STI Systems, Inc. Getting CRM Right






CRM Success: How To Measure it?

By Jay Bauer, President / Senior Process Consultant, STI Systems.

It is vitally important that you know whether your CRM implementation is tracking toward success or something less. To do that you will need to:
  1. Have an operational definition of success that will allow you to measure it.
  2. Identify the metrics you will use to determine if the goals of your implementation are being met.
  3. Build a CRM Success Matrix that serves as a tool for establishing your current level of performance and for setting quantifiable goals for making improvements.
  4. Understand which of these metrics can be used at various stages of your CRM system’s life cycle.

Focus On Revenue and Productivity Increases

Companies can use a number of metrics for gauging CRM success. Two of the best are (1) Increase in Revenue and (2) Increase in Productivity. Both are inter-related. Tracking the first is straightforward and easy. The second is both difficult to track and to score, but essential none-the-less. Productivity improvements of 2% to 15% will yield impressive revenue increases. A modest target of 10% is readily achievable in most instances. Once you have set the productivity target, revenue increases are easy to project.

Of course, you cannot measure increases in revenues or productivity without a baseline. Companies know what their revenues are, so that baseline is easy. But how do you go about determining your productivity metrics and setting baselines for them?

Build A CRM Success Matrix

In most companies a small percentage of existing personnel are actual revenue producers. Gather as much intelligence as possible on their activities (as well as on their management and support staffs.) This information will be the basis for the CRM Success Matrix that will tell you how efficiently your revenue producers are working and where productivity can be increased to generate additional revenue.

Data on a wide range of CRM productivity metrics should be collected and cross-correlated. Some examples: ratio of phone calls to in person meetings; ratio of closes to proposals; suspect to prospect ratios; time frames, including start and end times for each customer relationship phase.

Most organizations find, when they begin collecting the data, that much of it is missing. They may need to make provisions for collecting it as part of the CRM design process. Once the CRM Success Matrix has been built, it can be used both for monitoring real time activities and for creating what-if scenarios for setting productivity improvement goals and predicting revenue increases that can be associated with them.

Target Productivity Improvements

Here are some examples of the elements you can track in your CRM Matrix to determine if you are achieving success.
  • Number of Accounts Managed: If under your current plan representative are managing 400 accounts, it wouldn’t be unreasonable to expect them to manage an additional 40 accounts on average across your organization.
  • Weekly Meetings: If your average weekly meetings across your organization are two per rep you might expect that number to increase to three a week.
  • Close Ratio: If your average close ratio is 4.o per ten proposals, you might expect an increase to 4.4 per 10 proposals.

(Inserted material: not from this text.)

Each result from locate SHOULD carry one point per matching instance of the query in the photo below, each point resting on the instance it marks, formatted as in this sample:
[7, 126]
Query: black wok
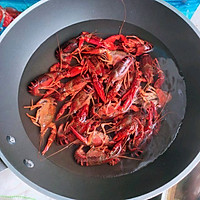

Soft Targets Also Important

Some of the other measures of success are softer than the measurements described above, but may be of equal value to your business. For example: What impact can the implementation have on the management team?
  • Provide more information on the individual performance of the representative.
  • Allow the management team to concentrate on the problems instead of general broad-brush management techniques.
  • Reduce turnover, which impacts a broad range of additional issues, including: staff productivity, lost opportunities, customer retention, operating costs, etc.
  • Reduce the time it takes to get a new representative productive in his or her territory.

When To Measure

Depending on the quality of your organization’s initial data, you should tier the process of capturing and evaluating success metrics. Don’t start too soon. It will take 3 – 6 months for the staff, once you have implemented the system, to be proficient with it. Any attempt to measure success during this time period is difficult and could be considered dangerous to the overall health of the project.

You will need a good solid 6 month’s to a year’s worth of data to compare with your original data before you can make any meaningful determination of how well your project is succeeding. At this point it is appropriate to use the Success Matrix to determine any modifications to your system or measurement standards that may be needed to fine-tune your implementation project for higher levels of success.

Be prepared for some surprises. We have encountered management teams who thought they fully understood their market and what their representatives were doing, only to find out the representatives were doing something totally different. In other cases initial design assumptions about market needs and representative activities were correct, but changes occurred in the marketplace during the implementation to make the system less responsive to actual conditions. So embrace the opportunities revealed by your success matrix and make changes to the system and your measurement metrics as the system matures and your market changes.

One Consultant’s Definition

In our view a successful CRM project is one that
  1. Has been implemented for five years or more
  2. Is reviewed and updated to meet the changing business requirements
  3. And has an acceptance rate internally of over 90%.

Acceptance means that, when you ask, users will tell you that the CRM system is necessary for meeting their objectives and managers will say it is necessary for managing their staff.